This assignment has been closed on March 27, 2024.

You must be authenticated to submit your files

INF442 - \(k\)-Means

Before you begin
1. (Quiz) Real-world dataset
2. Classes in C++
3. The \(k\)-means algorithm
4. Alternative initializations (optional)

Before you begin

Download and unzip the archive INF442-td3-1-handin.zip.

It contains in particular:

the file kmeans.cpp, which you will have to complete and/or modify,
the file main.cpp, which is used for the various test scripts, and
a Makefile that you can use to compile the various tests.

In order to get full credit, you need to solve and submit all exercises up to Section 3 (Section 4 is optional). Log in to be able to upload your files.

1. (Quiz) Real-world dataset

Click to expand

The file cereals.csv in the csv/ directory contains various data about a selection of commercially available cereals. Among the data is nutritional information, but also information about the shelf in which the products are placed, the package size, and also the average customer rating.

First, install the necessary libraries:

$ pip3 install --user --only-binary=:all: pandas scikit-learn matplotlib

Then use the Python script kmeans.py in the quiz/ directory to analyze the data set and answer the questions in the quiz for TD3 on Moodle. The script takes four arguments: csv_file, lc, nb_clusters, and ld. The first argument determines which .csv file to open, in our case cereals.csv (keep in mind that the file is in another directory than the Python script). In the second argument, lc, you can give a comma-separated list of variables used during the clustering, or : if all variables should be used. The third argument, nb_clusters, defines the number of clusters that should be used. The fourth argument, ld, is only used for the visualization, not for the computation of the results. It is a comma-separated list of 2 or 3 variables to be used for the plot (which is then 2- or 3-dimensional). Running the script without arguments gives a message detailing the program’s usage. Example usage:

$ python3 kmeans.py ../csv/cereals.csv : 2 protein,weight,cups

After execution, an image file result.png should appear in the current directory.

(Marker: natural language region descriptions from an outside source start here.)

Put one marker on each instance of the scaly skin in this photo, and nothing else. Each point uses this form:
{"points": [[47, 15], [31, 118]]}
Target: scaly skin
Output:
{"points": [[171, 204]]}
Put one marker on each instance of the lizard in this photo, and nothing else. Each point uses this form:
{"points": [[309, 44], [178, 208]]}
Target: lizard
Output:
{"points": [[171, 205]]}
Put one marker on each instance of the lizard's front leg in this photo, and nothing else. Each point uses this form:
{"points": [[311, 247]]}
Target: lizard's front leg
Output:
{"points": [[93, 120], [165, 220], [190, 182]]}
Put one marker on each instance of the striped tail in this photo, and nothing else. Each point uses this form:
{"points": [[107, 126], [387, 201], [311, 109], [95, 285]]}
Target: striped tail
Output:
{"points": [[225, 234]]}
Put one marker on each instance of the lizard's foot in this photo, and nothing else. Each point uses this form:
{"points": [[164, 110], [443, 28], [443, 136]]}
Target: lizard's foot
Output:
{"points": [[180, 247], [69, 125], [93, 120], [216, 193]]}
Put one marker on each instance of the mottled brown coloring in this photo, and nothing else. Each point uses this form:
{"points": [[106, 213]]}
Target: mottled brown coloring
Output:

This file contains the generated plots.

Let us be more specific about what the program does. In the file kmeans.py, after reading in the .csv file, we normalize each variable so that it takes values between 0 and 1:

scaler = MinMaxScaler()
ndata = scaler.fit_transform(data)

We then call Lloyd’s algorithm for \(k\)-means clustering. First, a KMeans object is constructed, specifying the number of clusters and the initial state. Then, the clustering is done in the method called fit, which takes the actual data set as its parameter. Here is the corresponding code:

cl = KMeans(n_clusters=nb_clusters, random_state=0, init='k-means++', n_init='auto').fit(ndata)

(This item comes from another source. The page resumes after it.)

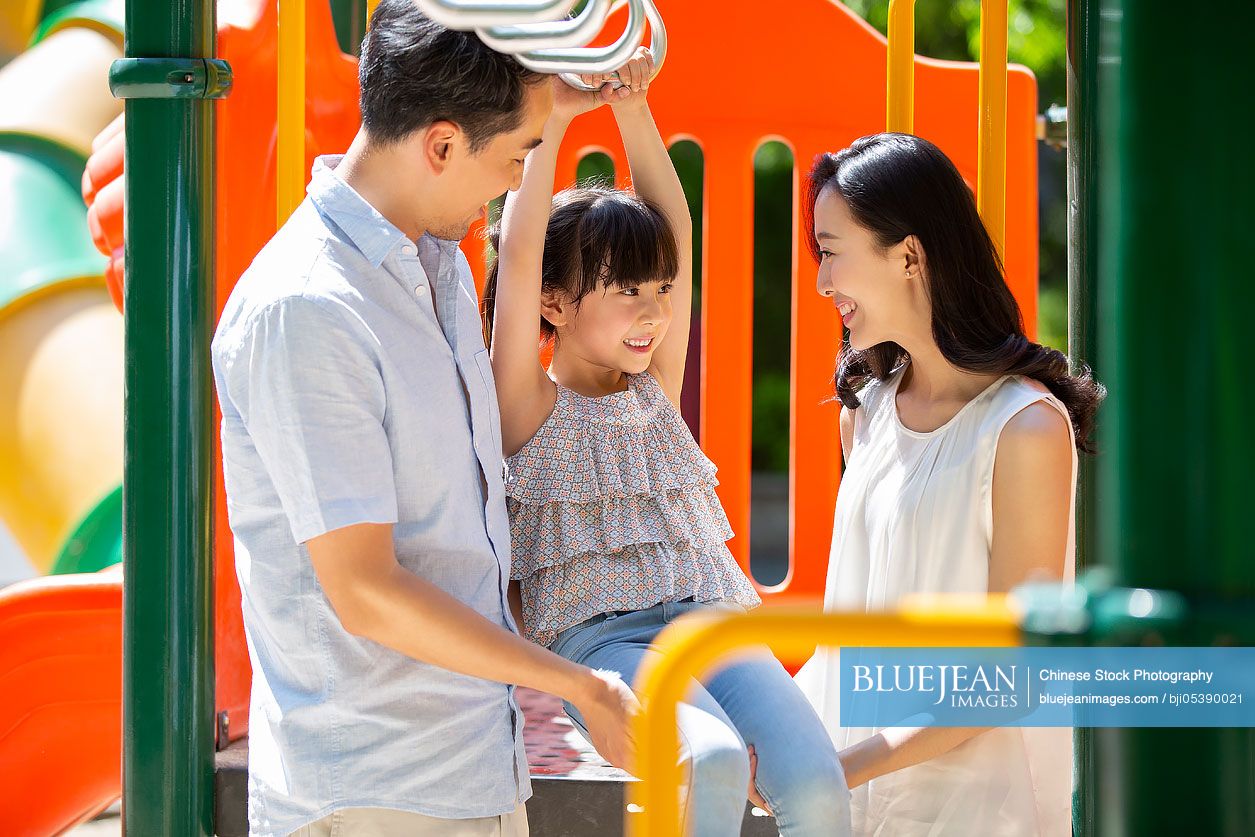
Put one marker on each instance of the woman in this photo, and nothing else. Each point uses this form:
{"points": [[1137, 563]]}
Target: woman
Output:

We then calculate data to perform the elbow heuristic. To this end, we should construct multiple KMeans objects, with different values of the n_clusters parameter. Question 4 in the quiz asks you to implement this step. Afterward, we call the fit method with the same data on the various KMeans objects. Finally, we access the inertia_ attribute of the result of the fit method to get the (non-normalized) intracluster variance of the clustering for each choice of number of clusters. Here is the corresponding code:

max_nb_clusters = 10
km = [] # Add the appropriate KMeans objects
score = [km[i].fit(ndata).inertia_ for i in range(max_nb_clusters-1)]

2. Classes in C++

2.1 Using the String class

To get started with classes in C++, we look at the example of the string class. This class encapsulates raw C-style strings, i.e., char *, and provides a range of functionality via its member functions. Check out its documentation to learn about the member functions used in the following program. In addition to the member functions, the bracket operator [] makes it possible to access or modify the character at position i in a string str, by writing str[i].

#include <string>
#include <iostream>

int main()
{
    std::string str1 = "To be or not to be, that is the question";
    std::string str2 = "only ";
    std::string str3 = str1.substr(6, 12);

    str1.insert(32, str2);
    str1.replace(str1.find("to be", 0), 5, "to jump");
    str1.erase(9, 4);
    str1[16] = ':';

    std::cout << str1 << std::endl;

    for(int i = 0; i < str3.length(); i++)
        std::cout << str3[i] << std::endl;

    return 0;
}

What is the output of the above program? Compile and run it to check whether your prediction was correct.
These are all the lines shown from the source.